How Mismanaging Your Portfolio Can Cost You $600,000 In The Long Run
Asset allocation is one of the most important components to growing your nest egg and achieving financial freedom. Where you deploy your money and how it grows and compounds could (and will!) make all the difference. In fact, mismanaging your portfolio could be financially crippling from some people.
So how should you allocate your investments?
Most of the financial management world used to swear by a very simple and archaic method whereby you subtract your age from 100 – and that’s the percentage of your portfolio that you should keep in stocks. Crazy, right? RIGHT!
An example of that would be:
Age: 35
Stocks Allocation 65%
Bonds Allocation: 35%
As you may or may not know, bonds historically are a safer investment, but they also grow at a much lower percentage. And that means, allocating too much money towards bonds could be a costly decision.
Just how costly?
According to The Motley Fool by way of USA Today
Imagine you’re able to invest $300 a month over a 40-year period. That’s a reasonable amount of money to part with on a monthly basis, even if you’re more of an average earner. If you load up on stocks in your portfolio and snag an average yearly 8% return, you’ll wind up with $932,000. On the other hand, if you play it safe and stick to bonds, which deliver a 4% average annual return over those 40 years, you’ll wind up with just $342,000. All told, that’s a difference of nearly $600,000.

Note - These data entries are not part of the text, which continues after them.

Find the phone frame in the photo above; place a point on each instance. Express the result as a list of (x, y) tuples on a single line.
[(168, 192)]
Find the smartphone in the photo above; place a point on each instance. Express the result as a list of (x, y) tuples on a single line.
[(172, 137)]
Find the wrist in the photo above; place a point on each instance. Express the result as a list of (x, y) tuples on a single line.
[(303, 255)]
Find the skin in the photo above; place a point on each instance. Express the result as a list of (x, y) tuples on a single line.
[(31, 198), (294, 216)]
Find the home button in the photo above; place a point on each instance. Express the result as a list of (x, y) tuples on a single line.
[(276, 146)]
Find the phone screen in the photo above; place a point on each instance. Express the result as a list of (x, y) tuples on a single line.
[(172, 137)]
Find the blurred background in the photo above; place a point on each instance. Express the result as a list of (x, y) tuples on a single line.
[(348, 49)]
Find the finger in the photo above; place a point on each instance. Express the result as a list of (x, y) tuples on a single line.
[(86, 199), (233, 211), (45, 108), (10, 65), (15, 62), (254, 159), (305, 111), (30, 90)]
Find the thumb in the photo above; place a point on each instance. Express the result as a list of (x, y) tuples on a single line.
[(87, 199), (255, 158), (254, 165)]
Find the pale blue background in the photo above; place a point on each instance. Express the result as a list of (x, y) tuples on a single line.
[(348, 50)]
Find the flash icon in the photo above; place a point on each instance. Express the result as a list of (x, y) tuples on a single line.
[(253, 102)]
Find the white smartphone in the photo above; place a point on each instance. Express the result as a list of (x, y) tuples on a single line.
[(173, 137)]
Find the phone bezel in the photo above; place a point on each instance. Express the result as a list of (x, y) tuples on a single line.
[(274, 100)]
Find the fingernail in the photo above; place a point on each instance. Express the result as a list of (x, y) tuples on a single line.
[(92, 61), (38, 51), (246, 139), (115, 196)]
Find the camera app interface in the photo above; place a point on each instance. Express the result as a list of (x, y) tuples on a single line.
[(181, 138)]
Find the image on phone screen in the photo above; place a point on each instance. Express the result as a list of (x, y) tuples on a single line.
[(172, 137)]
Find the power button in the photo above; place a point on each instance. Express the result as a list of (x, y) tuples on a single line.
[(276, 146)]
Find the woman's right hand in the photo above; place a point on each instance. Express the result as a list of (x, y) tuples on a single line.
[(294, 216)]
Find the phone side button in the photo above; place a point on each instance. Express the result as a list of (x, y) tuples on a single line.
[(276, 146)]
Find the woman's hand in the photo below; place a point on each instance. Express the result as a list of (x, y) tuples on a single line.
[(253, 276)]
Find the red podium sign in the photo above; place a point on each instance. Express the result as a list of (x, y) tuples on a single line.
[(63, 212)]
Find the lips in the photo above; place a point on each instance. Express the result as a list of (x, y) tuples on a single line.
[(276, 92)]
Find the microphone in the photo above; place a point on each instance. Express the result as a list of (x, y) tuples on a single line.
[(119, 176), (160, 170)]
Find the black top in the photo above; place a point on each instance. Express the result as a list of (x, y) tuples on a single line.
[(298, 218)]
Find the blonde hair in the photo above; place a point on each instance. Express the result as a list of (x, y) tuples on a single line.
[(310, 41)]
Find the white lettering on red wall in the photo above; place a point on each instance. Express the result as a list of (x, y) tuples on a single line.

Everyone’s risk tolerance and life needs are different. But humans are living longer and some antiquated rules are made to be broken. Or, at the very least, altered to be in line with the times. Maybe 120 is the right number to subtract from? It would certainly keep you from having a $600,000 bond blunder in your portfolio.
So if you’re under 40, and still in your wealth accumulation phase, you should take a good hard look at how exposed you want to be to bonds. If you’re closing in on retirement and you want and need steady returns you can rely on year-over-year, then of course your portfolio should be heavy in bonds.